Fading snorts and the muffled thunder of hooves on sand signaled the departure of other livestock. He swept the green-and-black field of view left to right. Aside from the pigs, and smaller shadows that were probably sand crabs, the beach was deserted. He raised an arm and pointed forward. Around him other silhouettes grew from the surf, took on human shapes, and became armed men, wading forward, bent under burdens of gear.

A dark figure emerged from the palms and strolled down to meet them. “All accounted for?” Commander Laughland snapped.

“First team, all present.”

“Second, all here.”

“Package one?”

“Over here,” the first team leader called from down the beach.

“Package two here.” Teddy and Swager leaned into the braided nylon yoked over their shoulders. The dark seal-bulk emerged behind them, the sea parting as it shouldered up.

The officer knelt, and a shielded flash glowed for a moment. He glanced up. “Any problems on the way in?
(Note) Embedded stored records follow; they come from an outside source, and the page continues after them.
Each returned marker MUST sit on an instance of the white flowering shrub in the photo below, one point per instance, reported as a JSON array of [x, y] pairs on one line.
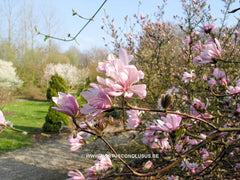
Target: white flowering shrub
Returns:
[[70, 73], [8, 76]]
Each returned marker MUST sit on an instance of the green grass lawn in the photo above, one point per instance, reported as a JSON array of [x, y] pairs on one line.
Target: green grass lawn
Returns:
[[28, 116]]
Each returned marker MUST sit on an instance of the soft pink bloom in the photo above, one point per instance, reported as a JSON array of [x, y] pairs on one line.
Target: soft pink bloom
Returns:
[[197, 61], [169, 123], [197, 47], [98, 101], [148, 137], [173, 177], [104, 161], [237, 165], [123, 76], [193, 142], [198, 105], [173, 90], [162, 144], [76, 175], [212, 51], [205, 154], [142, 16], [218, 73], [238, 110], [76, 142], [3, 122], [238, 82], [187, 41], [188, 77], [207, 28], [133, 121], [93, 172], [67, 103], [148, 165], [223, 82], [192, 167], [212, 82], [233, 90], [208, 162], [179, 147]]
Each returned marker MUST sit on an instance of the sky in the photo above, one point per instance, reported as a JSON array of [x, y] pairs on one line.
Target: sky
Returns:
[[65, 23]]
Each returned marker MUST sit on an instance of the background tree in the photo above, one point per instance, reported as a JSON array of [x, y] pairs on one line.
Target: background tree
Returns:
[[54, 120]]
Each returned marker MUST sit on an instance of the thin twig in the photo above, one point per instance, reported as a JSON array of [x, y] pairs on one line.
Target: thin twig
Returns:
[[74, 37]]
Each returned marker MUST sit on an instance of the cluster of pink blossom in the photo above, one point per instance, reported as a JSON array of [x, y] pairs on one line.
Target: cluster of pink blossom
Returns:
[[210, 54], [198, 109], [123, 77], [102, 164]]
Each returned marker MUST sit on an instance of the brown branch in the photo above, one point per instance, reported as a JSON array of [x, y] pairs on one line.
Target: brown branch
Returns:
[[172, 112]]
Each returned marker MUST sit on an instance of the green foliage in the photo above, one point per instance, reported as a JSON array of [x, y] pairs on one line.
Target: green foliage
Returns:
[[56, 84], [54, 119], [30, 120]]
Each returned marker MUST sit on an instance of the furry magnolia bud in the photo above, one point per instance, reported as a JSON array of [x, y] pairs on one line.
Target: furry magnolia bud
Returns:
[[166, 100]]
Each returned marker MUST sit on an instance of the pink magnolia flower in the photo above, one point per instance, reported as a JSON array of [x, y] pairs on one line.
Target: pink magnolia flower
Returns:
[[179, 147], [197, 61], [3, 122], [67, 103], [148, 165], [76, 142], [93, 172], [192, 167], [104, 161], [238, 110], [76, 175], [198, 109], [188, 76], [211, 52], [98, 101], [197, 47], [163, 144], [148, 137], [212, 82], [173, 177], [207, 28], [219, 74], [234, 90], [123, 76], [169, 123], [133, 120], [205, 154]]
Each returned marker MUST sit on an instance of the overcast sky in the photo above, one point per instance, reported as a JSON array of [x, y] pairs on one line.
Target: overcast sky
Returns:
[[61, 10]]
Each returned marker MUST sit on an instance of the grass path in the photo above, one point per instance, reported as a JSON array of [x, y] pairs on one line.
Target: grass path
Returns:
[[26, 115]]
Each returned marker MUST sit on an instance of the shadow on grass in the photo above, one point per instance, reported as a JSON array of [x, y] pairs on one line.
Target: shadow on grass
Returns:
[[27, 129], [12, 169]]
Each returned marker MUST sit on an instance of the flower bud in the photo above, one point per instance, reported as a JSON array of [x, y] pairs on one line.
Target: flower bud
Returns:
[[166, 100]]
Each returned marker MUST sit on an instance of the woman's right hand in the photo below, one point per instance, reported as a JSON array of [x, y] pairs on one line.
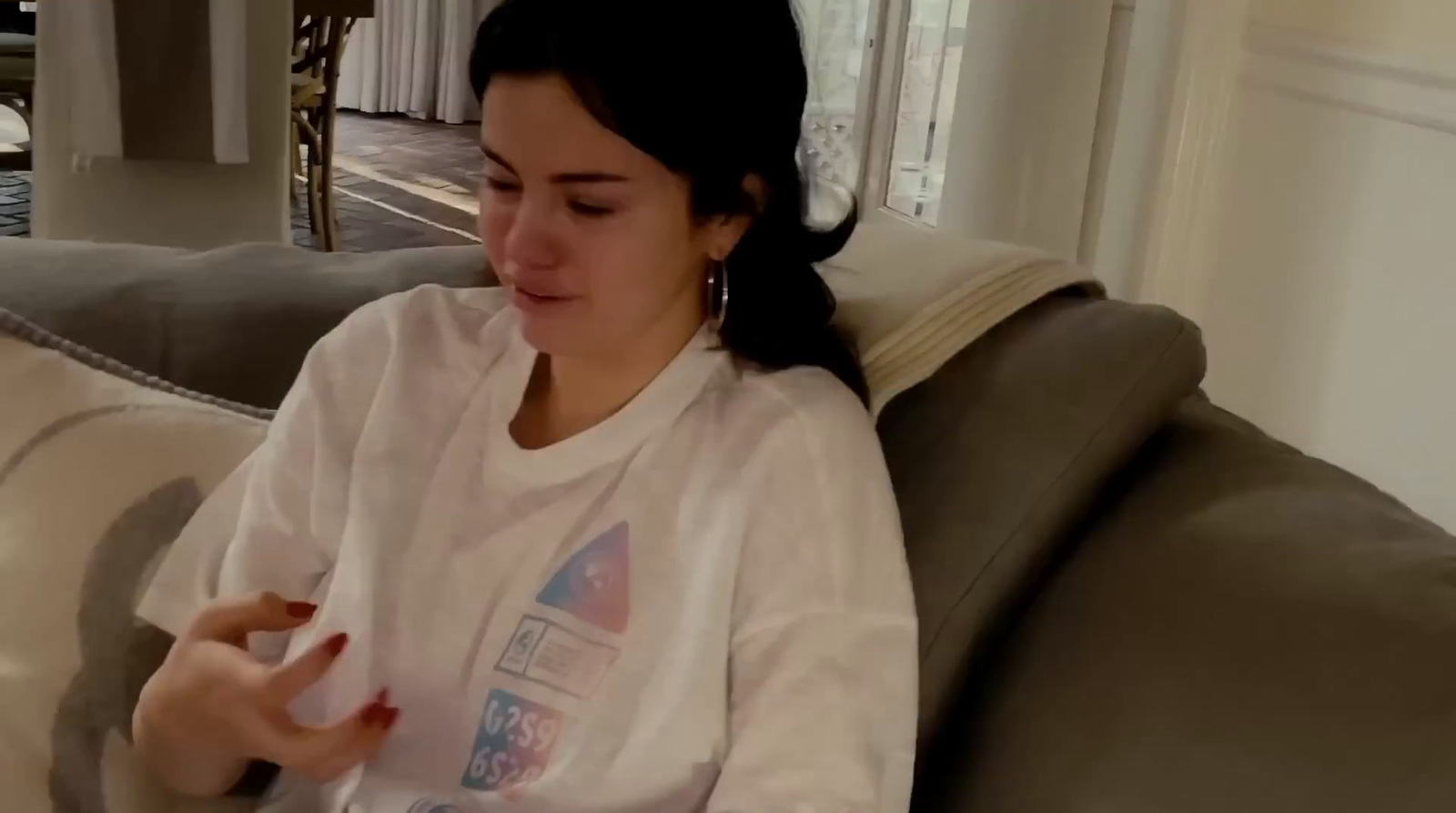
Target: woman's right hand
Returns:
[[213, 708]]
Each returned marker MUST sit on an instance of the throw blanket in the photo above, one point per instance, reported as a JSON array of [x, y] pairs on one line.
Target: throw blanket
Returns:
[[915, 298], [153, 79]]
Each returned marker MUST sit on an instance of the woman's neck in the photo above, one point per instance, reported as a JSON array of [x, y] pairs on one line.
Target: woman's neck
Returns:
[[570, 395]]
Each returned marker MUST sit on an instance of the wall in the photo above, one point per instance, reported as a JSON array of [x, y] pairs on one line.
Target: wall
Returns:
[[1329, 296], [1416, 28], [181, 204]]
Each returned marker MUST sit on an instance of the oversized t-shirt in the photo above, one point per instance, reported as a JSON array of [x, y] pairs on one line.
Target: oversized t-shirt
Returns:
[[701, 604]]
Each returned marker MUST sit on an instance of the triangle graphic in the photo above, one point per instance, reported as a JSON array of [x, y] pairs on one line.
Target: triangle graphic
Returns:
[[594, 582]]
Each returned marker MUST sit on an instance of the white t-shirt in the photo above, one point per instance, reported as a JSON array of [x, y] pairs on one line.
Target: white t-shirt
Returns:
[[701, 604]]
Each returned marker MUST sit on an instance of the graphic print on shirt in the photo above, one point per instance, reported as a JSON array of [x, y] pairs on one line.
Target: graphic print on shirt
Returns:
[[546, 653], [593, 583], [513, 745]]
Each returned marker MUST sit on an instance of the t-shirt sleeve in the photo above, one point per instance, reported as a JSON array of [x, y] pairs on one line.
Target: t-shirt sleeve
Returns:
[[823, 665], [276, 522]]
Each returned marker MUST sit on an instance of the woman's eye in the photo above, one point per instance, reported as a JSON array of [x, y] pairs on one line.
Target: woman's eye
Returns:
[[589, 210]]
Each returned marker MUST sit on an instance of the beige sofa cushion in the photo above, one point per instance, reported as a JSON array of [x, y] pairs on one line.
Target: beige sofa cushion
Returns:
[[99, 470], [1244, 630]]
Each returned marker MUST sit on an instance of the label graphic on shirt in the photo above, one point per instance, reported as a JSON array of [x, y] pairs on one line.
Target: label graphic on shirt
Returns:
[[513, 745], [553, 655], [593, 583]]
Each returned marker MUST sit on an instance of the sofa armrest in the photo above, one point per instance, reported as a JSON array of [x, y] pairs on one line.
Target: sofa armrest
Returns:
[[1242, 628]]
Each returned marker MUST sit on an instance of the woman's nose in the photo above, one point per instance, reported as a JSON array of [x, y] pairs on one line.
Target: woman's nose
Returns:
[[531, 240]]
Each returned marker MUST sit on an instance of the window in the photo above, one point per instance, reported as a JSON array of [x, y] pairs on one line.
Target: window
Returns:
[[844, 56], [926, 107]]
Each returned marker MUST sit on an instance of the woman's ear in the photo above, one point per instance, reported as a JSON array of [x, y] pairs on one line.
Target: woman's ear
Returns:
[[728, 229]]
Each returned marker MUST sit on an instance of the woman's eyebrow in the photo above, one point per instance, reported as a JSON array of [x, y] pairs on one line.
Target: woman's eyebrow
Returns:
[[562, 177]]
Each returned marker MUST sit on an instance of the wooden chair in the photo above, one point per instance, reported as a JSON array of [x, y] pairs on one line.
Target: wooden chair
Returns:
[[18, 89], [318, 48]]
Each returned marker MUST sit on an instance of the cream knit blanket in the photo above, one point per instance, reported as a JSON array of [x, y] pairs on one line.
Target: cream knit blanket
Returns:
[[915, 298]]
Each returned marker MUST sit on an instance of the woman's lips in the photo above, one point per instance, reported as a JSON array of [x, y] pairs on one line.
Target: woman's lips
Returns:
[[528, 299]]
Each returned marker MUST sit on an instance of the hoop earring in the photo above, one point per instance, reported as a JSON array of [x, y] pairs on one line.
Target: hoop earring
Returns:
[[718, 295]]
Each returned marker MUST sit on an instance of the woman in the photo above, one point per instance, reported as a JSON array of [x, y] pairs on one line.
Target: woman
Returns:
[[615, 536]]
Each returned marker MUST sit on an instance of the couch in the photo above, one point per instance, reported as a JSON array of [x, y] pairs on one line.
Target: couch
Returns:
[[1130, 599]]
Did Sandia get the buoyancy right?”

Sandia, Teddy thought. So it was nuclear. But, Jesus, couldn’t they figure a better way to deliver a nuclear warhead than having fucking SEALs swim it ashore? And how long would the team have to get clear before it went off? He cleared his throat. “Maybe a tad light, but we can stick some of those wheel weights on it. Uh, not that I personally care, but are we gonna get any radiation exposure from this thing, Commander?”

Laughland frowned. “Radiation?”

Teddy coughed. Some officers never seemed to think enlisted, even master chiefs, were capable of thinking. But what was this black turd squeezed from the asshole of DoD? His only clue was a shipping tag, with a cryptology of bar codes and what might be a serial number: TA-III No. 12. “Uh, sir? Could be helpful down the road, if you’d share a little about what we’re escorting, here.”